Le propriétaire répondit :
— « Il y a quelque chose que je tiens à te dire : j’ai apprécié ta franchise et ton honnêteté, mais je veux vendre tout l’immeuble rapidement, car je suis sur le point de commencer un autre projet. Si tu es disposé à acheter, à transférer la propriété dans une semaine et à régler la valeur totale de l’immeuble immédiatement, je n’ai aucun problème à te le vendre dès cette séance. »

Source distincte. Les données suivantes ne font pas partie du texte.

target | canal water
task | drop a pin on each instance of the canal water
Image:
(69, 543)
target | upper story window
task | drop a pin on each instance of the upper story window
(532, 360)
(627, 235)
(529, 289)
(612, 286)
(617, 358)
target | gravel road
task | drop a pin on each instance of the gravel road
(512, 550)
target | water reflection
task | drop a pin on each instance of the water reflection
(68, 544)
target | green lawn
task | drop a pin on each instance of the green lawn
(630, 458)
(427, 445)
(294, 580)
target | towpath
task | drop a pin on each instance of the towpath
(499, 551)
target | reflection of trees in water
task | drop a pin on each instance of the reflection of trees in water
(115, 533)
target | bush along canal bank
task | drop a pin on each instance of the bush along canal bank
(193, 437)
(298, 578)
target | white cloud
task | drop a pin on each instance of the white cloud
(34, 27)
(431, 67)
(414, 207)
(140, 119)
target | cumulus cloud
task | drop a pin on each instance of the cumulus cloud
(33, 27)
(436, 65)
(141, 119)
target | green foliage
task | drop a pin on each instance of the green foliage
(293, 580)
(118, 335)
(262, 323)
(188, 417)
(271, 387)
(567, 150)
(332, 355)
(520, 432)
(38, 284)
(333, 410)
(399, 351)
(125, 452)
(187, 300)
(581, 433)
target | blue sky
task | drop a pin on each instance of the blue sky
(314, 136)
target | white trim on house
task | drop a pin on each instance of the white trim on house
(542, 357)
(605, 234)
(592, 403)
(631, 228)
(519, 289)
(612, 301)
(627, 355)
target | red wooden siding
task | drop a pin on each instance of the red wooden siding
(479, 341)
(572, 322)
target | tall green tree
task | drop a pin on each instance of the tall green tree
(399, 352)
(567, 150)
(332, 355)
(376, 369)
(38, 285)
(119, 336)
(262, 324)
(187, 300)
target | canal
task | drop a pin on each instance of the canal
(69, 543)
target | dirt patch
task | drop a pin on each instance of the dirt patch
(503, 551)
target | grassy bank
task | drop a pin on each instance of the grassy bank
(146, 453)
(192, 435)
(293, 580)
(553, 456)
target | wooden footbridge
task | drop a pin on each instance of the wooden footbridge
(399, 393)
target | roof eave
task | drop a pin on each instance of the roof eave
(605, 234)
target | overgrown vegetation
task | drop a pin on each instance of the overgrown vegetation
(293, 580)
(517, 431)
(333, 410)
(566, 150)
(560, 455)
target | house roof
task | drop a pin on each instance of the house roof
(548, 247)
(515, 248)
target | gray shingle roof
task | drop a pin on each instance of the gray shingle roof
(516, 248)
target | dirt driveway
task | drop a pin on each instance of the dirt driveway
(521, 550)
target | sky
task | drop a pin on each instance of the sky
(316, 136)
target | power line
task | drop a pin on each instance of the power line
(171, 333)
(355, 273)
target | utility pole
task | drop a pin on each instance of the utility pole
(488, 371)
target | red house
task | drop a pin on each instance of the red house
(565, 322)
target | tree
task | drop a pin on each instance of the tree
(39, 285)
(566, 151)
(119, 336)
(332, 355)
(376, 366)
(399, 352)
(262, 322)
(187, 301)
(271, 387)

M. Ahmad effectua alors un appel téléphonique, raccrocha, s’assit face au propriétaire et lui demanda le prix total de l’immeuble.
Un nouveau long dialogue commença, se terminant sans qu’aucun accord sur le prix ne soit trouvé. M. Ahmad demanda à poursuivre la discussion le lendemain à 14h30.
De retour chez lui, M. Ahmad se sentit abattu, dissimulant sa peur de devoir annoncer à sa fille ce qui venait de se passer. Lorsque Muna l’interrogea avec appréhension, il hésita, puis lui dit :
— « Numan m’a laissé à l’entrée de l’immeuble et est retourné à son travail. Je n’ai pas pu l’accompagner au bureau immobilier. Et peut-être que je n’aurais jamais pu finaliser l’achat de l’appartement, car j’étais seul, je ne connaissais personne ici et je ne savais comment agir ! Sans Numan à mes côtés, je ne pourrai jamais conclure cette affaire. »
Muna le regarda avec fermeté :
— « Et pourquoi ? Qui est-ce donc pour te intimider ? Et pourtant, il est le seul à occuper tes pensées, peu importe où tu te tournes ! »
M. Ahmad sourit et répondit calmement :
— « Il doit être présent, car avec lui tout devient plus simple que je ne l’avais imaginé, et moins compliqué que je ne le pensais. Ma fille, essaie de le voir comme je le vois, d’entendre ce que j’entends. Observe comment les choses se passent en sa présence, et compare avec ce qui se produit quand il est absent.
C’est un jeune homme calme, bien qu’un volcan semble bouillonner en lui. Je le trouve toujours souriant, malgré les épreuves qui pourraient faire vaciller des montagnes. »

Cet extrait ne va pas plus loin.